FLEX: A heparin-binding fusion partner engineered from fibroblast growth factor 1 to enhance protein expression, solubility and purity

Expression of aggregation-prone, unstable, or cytotoxic recombinant proteins remains a major bottleneck in both academic and industrial research. Although solubility-enhancing affinity tags can improve expression, they often compromise purification stringency, increase construct size, or require additional downstream processing. Here we report FLEX, a compact 15.5-kDa dual-function fusion tag engineered from human fibroblast growth factor-1 (FGF1) that integrates intrinsic protein-stabilising properties with high-affinity heparin binding.
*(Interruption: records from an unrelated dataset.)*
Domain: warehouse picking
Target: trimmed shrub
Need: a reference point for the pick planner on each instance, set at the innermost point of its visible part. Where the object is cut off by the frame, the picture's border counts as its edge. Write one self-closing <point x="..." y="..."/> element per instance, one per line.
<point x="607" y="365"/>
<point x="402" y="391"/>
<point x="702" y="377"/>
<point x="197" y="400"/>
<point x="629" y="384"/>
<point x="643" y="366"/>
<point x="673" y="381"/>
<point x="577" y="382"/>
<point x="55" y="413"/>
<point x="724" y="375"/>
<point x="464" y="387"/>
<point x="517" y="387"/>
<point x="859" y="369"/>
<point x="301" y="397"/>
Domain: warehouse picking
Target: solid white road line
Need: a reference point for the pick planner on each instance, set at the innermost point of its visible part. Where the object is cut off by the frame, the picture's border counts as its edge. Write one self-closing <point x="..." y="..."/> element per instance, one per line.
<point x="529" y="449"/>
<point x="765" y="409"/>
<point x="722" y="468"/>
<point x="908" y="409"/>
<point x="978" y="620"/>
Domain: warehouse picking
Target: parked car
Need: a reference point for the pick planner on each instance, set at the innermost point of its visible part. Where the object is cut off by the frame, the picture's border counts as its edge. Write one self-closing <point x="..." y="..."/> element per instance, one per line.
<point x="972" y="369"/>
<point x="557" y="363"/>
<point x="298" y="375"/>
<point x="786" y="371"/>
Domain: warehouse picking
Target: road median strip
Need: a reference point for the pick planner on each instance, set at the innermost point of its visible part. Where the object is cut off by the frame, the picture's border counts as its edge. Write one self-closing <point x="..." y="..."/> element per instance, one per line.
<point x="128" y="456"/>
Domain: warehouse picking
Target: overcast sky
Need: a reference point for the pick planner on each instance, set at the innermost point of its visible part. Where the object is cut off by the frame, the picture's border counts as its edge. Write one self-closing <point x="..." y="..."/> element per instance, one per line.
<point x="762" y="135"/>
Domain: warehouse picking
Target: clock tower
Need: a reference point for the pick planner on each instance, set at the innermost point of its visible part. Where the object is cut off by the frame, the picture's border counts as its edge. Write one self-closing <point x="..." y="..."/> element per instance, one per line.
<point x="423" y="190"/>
Structure-guided computational redesign of the FGF1 scaffold reduced exposed hydrophobic residues, removed flexible protease-susceptible regions, and expanded the electropositive surface while preserving the canonical heparin-binding interface. FLEX exhibits markedly improved thermal and chemical stability relative to wild-type FGF1 together with enhanced heparin affinity, enabling high-stringency washing and improved purity in a single affinity step. We demonstrate the broad utility of FLEX by expressing and purifying a panel of challenging proteins in Escherichia coli, including cytotoxic Pseudomonas aeruginosa virulence factors that are difficult to obtain in active form. Unexpectedly, FLEX also performed robustly in mammalian expression systems, where transiently expressed FLEX-tagged proteins were recovered at higher yield and purity than with gold standard Myc and Strep tags, including difficult targets such as Tribbles 3 (TRIB3). These findings establish FLEX as a versatile affinity-and-stabilisation tag that improves expression and purification across diverse systems, providing a practical new tool for structural, biochemical, and translational studies of otherwise intractable proteins.